I've been working with sparklyr
to bring large cassandra tables into spark, register these with R and conduct dplyr
operations on them.
I have been successfully importing cassandra tables with the code that looks like this:
# import cassandra table into spark
cass_df <- sparklyr:::spark_data_read_generic(
sc, "org.apache.spark.sql.cassandra", "format",
list(keyspace = "cass_keyspace", table = "cass_table")
) %>%
invoke("load")
# register table in R
cass_tbl <- sparklyr:::spark_partition_register_df(
sc, cass_df, name = "cass_table", repartition = 0, memory = TRUE)
)
Some of these cassandra tables are pretty large ( > 8.5bn rows) and take a while to import/register, and some lead to memory overruns, even with 6 nodes running a total of 60 cores and 192gb RAM. However, I only typically need a few of the columns from each cassandra database.
My questions are:
SQL
/ CQL
type queries such as SELECT name FROM cass_table WHERE id = 5
)?I have tried adding such a query as an additional option in the options list, i.e.:
list(. . . , select = "id")
as well as invoking it as a separate pipe before %>% invoke("load")
, i.e.:
invoke("option", "select", "id") %>%
# OR
invoke("option", "query", s"select id from cass_table") %>%
But these do not work. Any suggestions?
You can skip eager cache and select columns of interest:
session <- spark_session(sc)
# Some columns to select
cols <- list("x", "y", "z")
cass_df <- session %>%
invoke("read") %>%
invoke("format", "org.apache.spark.sql.cassandra") %>%
invoke("options", as.environment(list(keyspace="test"))) %>%
invoke("load") %>%
# We use select(col: String, cols* String) so the first column
# has to be used separately.
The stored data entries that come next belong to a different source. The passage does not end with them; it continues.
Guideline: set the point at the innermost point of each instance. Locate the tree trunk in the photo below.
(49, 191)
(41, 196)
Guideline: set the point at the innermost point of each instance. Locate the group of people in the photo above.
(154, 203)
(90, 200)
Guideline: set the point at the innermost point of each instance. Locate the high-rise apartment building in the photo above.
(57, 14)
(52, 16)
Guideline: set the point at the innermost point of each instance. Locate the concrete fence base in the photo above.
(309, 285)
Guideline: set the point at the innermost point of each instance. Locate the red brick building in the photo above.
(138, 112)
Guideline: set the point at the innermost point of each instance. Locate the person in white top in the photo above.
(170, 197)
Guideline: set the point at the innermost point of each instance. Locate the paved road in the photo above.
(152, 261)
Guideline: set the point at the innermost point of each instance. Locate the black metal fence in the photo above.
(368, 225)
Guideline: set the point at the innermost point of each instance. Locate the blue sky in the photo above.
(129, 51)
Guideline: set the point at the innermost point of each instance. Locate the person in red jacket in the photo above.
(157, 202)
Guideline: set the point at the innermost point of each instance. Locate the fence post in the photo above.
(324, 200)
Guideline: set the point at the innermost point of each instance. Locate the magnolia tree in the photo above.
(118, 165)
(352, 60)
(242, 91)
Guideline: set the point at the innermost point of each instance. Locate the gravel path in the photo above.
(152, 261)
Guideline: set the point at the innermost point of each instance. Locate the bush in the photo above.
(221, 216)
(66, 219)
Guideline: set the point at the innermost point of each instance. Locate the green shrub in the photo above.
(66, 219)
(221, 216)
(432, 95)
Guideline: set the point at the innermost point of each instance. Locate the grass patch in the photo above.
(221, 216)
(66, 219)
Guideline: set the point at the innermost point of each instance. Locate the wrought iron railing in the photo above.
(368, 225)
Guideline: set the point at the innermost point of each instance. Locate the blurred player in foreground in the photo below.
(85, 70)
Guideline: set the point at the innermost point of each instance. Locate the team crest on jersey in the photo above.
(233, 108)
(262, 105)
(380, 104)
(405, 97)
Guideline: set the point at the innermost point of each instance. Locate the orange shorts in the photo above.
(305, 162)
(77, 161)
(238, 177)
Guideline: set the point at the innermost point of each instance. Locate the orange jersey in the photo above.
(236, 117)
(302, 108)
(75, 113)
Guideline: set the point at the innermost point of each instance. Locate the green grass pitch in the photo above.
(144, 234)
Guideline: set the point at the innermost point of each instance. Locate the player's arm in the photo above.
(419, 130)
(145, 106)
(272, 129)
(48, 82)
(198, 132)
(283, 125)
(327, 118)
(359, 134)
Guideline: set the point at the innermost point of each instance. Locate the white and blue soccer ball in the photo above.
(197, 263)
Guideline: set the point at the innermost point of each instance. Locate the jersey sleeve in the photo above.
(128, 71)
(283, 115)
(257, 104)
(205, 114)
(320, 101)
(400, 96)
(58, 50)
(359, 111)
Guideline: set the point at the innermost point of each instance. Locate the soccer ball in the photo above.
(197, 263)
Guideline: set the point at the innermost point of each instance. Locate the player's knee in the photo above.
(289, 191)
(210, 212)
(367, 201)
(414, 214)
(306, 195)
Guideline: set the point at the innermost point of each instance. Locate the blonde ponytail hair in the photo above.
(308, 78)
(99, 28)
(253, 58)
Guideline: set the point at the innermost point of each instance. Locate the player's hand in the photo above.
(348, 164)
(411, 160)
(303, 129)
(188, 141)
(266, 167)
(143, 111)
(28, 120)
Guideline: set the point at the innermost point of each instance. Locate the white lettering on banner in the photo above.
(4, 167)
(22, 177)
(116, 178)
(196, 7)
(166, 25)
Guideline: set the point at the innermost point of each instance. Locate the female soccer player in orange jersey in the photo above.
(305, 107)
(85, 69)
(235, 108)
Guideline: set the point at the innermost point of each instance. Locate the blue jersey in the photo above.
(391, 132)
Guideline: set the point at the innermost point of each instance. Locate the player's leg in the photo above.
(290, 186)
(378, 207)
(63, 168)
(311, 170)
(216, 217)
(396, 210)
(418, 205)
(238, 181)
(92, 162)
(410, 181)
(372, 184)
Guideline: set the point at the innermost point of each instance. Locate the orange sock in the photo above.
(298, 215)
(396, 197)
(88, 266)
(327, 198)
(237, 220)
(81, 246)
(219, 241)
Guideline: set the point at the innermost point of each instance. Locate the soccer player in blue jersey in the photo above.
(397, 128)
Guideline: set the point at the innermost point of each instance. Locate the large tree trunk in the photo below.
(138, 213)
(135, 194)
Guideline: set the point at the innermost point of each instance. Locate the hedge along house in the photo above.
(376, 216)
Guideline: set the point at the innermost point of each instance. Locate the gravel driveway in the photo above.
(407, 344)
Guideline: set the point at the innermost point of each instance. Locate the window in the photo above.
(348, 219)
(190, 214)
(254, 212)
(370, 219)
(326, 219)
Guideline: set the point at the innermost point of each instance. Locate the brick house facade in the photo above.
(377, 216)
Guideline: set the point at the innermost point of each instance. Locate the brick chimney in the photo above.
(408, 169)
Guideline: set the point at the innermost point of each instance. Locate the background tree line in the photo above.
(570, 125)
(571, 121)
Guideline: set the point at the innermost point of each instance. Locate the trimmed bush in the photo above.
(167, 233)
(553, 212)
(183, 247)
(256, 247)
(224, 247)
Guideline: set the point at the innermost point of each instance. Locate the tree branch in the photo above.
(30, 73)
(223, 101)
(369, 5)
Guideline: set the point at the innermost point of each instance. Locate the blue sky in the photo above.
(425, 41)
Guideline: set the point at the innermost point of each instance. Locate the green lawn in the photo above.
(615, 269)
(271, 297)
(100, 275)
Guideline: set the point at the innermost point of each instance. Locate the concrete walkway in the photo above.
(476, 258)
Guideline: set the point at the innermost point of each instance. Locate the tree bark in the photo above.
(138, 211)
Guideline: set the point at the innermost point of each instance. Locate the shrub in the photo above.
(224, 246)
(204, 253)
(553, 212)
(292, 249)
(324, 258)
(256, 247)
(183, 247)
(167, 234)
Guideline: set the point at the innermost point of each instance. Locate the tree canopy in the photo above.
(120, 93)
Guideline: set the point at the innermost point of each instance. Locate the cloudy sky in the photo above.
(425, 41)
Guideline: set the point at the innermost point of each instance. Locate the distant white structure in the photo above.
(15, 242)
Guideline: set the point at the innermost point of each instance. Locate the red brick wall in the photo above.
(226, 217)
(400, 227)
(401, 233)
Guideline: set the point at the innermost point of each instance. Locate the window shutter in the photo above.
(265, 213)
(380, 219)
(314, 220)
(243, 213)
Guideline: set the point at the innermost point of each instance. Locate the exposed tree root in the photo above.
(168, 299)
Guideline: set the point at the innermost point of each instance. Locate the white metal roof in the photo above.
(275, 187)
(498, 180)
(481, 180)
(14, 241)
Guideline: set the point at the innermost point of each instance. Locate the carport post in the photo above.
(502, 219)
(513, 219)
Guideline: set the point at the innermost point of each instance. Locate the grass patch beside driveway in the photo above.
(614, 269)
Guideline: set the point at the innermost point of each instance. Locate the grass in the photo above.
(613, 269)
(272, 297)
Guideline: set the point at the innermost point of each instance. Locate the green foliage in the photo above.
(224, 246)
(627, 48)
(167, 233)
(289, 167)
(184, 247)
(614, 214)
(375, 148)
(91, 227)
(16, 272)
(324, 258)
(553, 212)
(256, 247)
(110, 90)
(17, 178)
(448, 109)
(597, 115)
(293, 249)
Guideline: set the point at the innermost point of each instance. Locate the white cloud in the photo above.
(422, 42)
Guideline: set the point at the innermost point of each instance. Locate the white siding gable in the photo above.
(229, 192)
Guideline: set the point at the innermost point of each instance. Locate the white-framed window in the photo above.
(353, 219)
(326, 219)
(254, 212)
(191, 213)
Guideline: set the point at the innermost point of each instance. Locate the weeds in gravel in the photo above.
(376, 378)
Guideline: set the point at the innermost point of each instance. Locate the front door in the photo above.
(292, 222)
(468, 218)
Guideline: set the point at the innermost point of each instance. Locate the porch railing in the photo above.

If you want only one column the third argument
# has to be an empty list
invoke("select", cols[[1]], cols[2:length(cols)]) %>%
# Standard lazy cache if you need one
invoke("cache")
If you use predicates which can significantly reduce amount of fetched data set pushdown
option to "true"
(default) and use filter
before caching.
If you want to pass more complex query you register temporary view and sql
method:
session %>%
invoke("read") %>%
...
invoke("load") %>%
invoke("createOrReplaceTempView", "some_name")
cass_df <- session %>%
invoke("sql", "SELECT id FROM some_name WHERE foo = 'bar'") %>%
invoke("cache")